Nobody knows who released the substance, but radioactive iodine has been detected across Europe in recent weeks. EURACTIV’s partner Journal de l’Environnement reports.

The technicians of Europe’s informal network of radioactivity surveillance experts, the Ring of Five, were the only ones to notice the spike in radiation levels. In the second week of January, the alert sounded in the north of Norway, with traces of iodine 131 detected in the air.

Other observations followed in Finland, Poland, the Czech Republic, Germany, Spain and France, according to the French Institute for Radiological Protection and Nuclear Safety (IRSN).

In France, levels of iodine-131 did not exceed 0.31 microbecquerel per cubic meter of air (μBq / m3), according to the IRSN, a thousand times less than the levels recorded following the Fukushima nuclear disaster in 2011.

Iodine-131 is a radionuclide with a half-life of just over 8 days. So for it to have been detected, it must have been released shortly before. The source of the substance is still unknown.

[…]

The type of radioactive pollution means nuclear power stations can be struck off the list of possible suspects.
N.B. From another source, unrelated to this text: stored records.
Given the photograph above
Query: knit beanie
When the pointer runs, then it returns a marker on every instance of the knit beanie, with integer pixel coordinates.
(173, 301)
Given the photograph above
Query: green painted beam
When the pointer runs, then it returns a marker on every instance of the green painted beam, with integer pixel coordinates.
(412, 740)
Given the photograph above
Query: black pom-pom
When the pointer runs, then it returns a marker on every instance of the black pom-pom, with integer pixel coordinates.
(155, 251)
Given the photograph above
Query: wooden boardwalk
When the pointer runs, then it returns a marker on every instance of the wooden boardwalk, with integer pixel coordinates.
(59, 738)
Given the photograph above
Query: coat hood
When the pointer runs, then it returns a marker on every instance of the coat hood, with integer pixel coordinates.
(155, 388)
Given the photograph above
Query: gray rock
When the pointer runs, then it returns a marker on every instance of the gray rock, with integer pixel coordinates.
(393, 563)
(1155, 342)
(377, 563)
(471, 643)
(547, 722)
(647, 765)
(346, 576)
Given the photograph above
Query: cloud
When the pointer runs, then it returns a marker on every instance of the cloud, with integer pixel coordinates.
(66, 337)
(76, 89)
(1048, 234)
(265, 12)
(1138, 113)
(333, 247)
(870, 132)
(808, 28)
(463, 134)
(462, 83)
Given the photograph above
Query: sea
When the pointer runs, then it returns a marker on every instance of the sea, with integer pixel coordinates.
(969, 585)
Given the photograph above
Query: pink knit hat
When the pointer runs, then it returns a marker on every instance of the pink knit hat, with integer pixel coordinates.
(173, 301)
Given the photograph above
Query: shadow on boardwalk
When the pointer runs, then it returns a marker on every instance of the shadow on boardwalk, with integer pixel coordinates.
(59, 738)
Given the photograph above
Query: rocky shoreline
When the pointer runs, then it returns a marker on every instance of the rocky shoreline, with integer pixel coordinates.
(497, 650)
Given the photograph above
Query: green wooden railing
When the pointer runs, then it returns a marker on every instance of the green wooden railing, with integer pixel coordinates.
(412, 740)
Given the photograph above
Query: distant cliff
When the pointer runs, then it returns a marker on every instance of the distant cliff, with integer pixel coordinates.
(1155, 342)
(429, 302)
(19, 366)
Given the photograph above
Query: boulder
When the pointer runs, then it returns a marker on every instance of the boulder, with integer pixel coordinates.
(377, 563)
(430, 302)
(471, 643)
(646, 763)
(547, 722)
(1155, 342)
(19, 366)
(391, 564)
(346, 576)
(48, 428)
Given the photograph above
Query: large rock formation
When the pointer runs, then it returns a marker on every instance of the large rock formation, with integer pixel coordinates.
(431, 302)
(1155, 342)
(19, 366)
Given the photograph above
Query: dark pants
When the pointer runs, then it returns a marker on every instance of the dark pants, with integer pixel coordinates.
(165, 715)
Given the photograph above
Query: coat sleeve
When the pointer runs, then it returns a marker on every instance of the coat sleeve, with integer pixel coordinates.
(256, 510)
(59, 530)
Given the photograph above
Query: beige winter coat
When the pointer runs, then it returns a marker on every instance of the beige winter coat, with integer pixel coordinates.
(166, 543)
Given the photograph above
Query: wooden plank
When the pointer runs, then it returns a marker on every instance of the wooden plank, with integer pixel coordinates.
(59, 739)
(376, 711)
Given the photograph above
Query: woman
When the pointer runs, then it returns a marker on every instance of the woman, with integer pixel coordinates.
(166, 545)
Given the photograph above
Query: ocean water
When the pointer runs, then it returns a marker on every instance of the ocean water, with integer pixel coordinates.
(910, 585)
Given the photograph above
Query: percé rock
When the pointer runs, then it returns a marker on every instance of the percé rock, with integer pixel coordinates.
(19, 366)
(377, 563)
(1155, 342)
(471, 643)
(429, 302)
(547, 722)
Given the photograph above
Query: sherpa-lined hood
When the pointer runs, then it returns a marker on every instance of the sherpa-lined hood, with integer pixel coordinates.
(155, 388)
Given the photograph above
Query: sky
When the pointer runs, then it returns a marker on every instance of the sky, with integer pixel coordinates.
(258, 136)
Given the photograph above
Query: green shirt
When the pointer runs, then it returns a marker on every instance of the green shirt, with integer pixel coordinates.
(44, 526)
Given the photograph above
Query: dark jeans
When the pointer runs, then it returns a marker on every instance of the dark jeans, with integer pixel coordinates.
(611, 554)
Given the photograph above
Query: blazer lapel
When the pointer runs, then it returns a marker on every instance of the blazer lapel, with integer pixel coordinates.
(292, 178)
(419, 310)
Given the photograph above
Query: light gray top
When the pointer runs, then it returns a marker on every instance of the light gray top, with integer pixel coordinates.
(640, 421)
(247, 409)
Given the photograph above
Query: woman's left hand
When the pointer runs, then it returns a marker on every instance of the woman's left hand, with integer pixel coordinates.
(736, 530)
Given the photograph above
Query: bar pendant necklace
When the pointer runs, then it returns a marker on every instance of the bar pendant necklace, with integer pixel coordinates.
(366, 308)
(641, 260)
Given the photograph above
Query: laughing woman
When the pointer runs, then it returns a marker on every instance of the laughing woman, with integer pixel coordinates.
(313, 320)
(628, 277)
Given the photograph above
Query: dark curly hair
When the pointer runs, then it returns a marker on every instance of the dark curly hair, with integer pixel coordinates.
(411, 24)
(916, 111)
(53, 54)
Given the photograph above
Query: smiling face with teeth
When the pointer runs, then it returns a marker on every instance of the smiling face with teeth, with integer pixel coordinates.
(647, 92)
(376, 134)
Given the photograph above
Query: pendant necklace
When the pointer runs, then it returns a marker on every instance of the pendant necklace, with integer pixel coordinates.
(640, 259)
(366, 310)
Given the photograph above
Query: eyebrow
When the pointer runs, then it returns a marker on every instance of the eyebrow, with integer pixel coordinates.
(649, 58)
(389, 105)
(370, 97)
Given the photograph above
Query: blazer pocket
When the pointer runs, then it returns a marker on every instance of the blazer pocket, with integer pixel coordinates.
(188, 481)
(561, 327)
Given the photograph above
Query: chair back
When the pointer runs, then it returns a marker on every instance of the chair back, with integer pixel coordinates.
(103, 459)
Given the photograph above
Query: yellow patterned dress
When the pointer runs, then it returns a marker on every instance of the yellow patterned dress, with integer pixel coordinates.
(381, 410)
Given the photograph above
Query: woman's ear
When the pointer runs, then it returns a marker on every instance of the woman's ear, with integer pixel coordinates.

“We have only detected iodine. If there had been an accident, like the ones in Fukushima or Chernobyl, we would have had leaks of other substances, like caesium,” Gariel said.

Among the theories considered most likely is that a manufacturer of medical radio-isotopes, probably in Eastern Europe, suffered a leak. This incident closely resembles an episode from 2011, when the Budapest isotopes institute released – legally and harmlessly – an amount of radioactive iodine into the environment.